II. STATUTORY GROUNDS
Father argues that DHHS presented insufficient evidence to establish the statutory grounds necessary for termination by clear and convincing evidence. We disagree.
“We review for clear error the trial court’s finding that there are statutory grounds for termination of a respondent’s parental rights.” In re Atchley, 341 Mich App 332, 343; 990 NW2d 685 (2022). “A finding of fact is clearly erroneous if the reviewing court has a definite and firm conviction that a mistake has been committed, giving due regard to the trial court’s special opportunity to observe the witnesses.” In re Moss, 301 Mich App 76, 80; 836 NW2d 182 (2013) (quotation marks and citation omitted).
“To terminate parental rights, the trial court must find that at least one of the statutory grounds for termination in MCL 712A.19b(3) has been proved by clear and convincing evidence.” In re Pederson, 331 Mich App 445, 472; 951 NW2d 704 (2020) (quotation marks and citation omitted). Father argues that termination under MCL 712A.19b(3)(c)(i) was not proper because he was not given the opportunity to demonstrate his willingness and ability to make the necessary changes. Termination under Subsection (3)(c)(i) is proper when:
(c) The parent was a respondent in a proceeding brought under this chapter, 182 or more days have elapsed since the issuance of an initial dispositional order, and the court, by clear and convincing evidence, finds either of the following:
(i) The conditions that led to the adjudication continue to exist and there is no reasonable likelihood that the conditions will be rectified within a reasonable time considering the child’s age. [MCL 712A.19b(3)(c)(i).]
Father points to his successful completion of anger-management classes and claims that he was not given time to use those new skills. NCS was removed from father’s care in October 2023. The termination hearing took place in October 2024. Thus, father was given more than 182 days to rectify the conditions leading to NCS’s removal. See MCL 712A.19b(3)(c)(i). “[T]he Legislature did not intend that children be left indefinitely in foster care, but rather that parental rights be terminated if the conditions leading to the proceedings could not be rectified within a reasonable time.” In re Dahms, 187 Mich App 644, 647; 468 NW2d 315 (1991).

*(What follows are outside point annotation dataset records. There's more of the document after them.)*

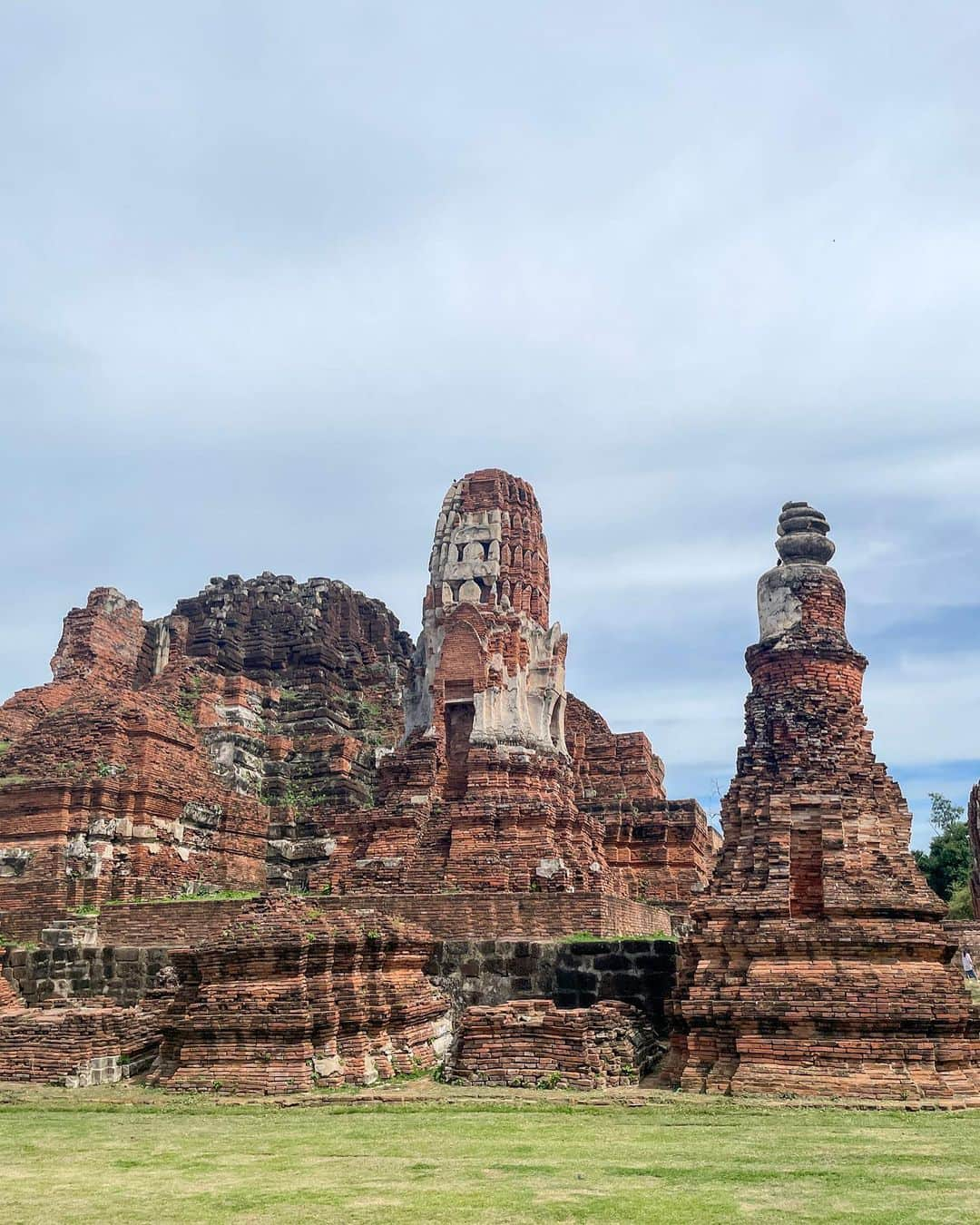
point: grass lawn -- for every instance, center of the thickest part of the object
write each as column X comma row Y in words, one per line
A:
column 119, row 1155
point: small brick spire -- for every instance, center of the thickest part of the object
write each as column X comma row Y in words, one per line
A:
column 802, row 535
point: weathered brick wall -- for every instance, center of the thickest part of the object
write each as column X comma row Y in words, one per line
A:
column 532, row 1043
column 165, row 924
column 77, row 1046
column 446, row 916
column 657, row 849
column 573, row 974
column 288, row 997
column 816, row 963
column 122, row 975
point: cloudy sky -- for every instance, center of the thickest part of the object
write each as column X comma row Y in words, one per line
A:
column 273, row 275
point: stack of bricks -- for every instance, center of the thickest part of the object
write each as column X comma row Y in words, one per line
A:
column 818, row 965
column 203, row 749
column 532, row 1043
column 655, row 848
column 484, row 791
column 9, row 995
column 245, row 740
column 77, row 1046
column 288, row 998
column 973, row 823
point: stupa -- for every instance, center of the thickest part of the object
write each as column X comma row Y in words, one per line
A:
column 816, row 962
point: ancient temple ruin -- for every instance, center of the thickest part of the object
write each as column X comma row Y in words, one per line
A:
column 267, row 843
column 494, row 787
column 435, row 808
column 816, row 963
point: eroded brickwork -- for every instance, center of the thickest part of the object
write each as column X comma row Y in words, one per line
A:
column 655, row 848
column 818, row 963
column 532, row 1043
column 273, row 734
column 974, row 828
column 490, row 789
column 287, row 998
column 192, row 751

Father’s argument that he was not given enough time to rectify the conditions that led to NCS’s removal is therefore unavailing.
Father additionally failed to abide by his CSP. Father was released on bond in the child abuse case while the child protective proceedings were ongoing. As part of his bond conditions, father’s CSP required him to abstain from alcohol and drug use. The trial court noted that, although father completed a substance-abuse program, he continued to test positive for marijuana and alcohol. Additionally, the record showed that father did not complete parenting classes, refused to allow DHHS to conduct a home visit, and did not respond to referrals for a psychological evaluation. Furthermore, father stated that he was participating in services only because his
-3- children got him in trouble. The record thus shows that father failed to fully benefit from reunification services and failed to acknowledge his responsibility for bringing NCS into DHHS’s care in the first instance. Under the circumstances, the trial court did not err by finding that DHHS established statutory grounds for terminating father’s parental rights.2
Affirmed.
/s/ Kristina Robinson Garrett /s/ Michelle M. Rick /s/ Kathleen A. Feeney
2 If at least one statutory ground for termination is established, “we need not consider whether the other grounds cited by the trial court also supported the termination decision.” In re Foster, 285 Mich App 630, 633; 776 NW2d 415 (2009). We thus decline to address the remaining grounds for termination of father’s parental rights.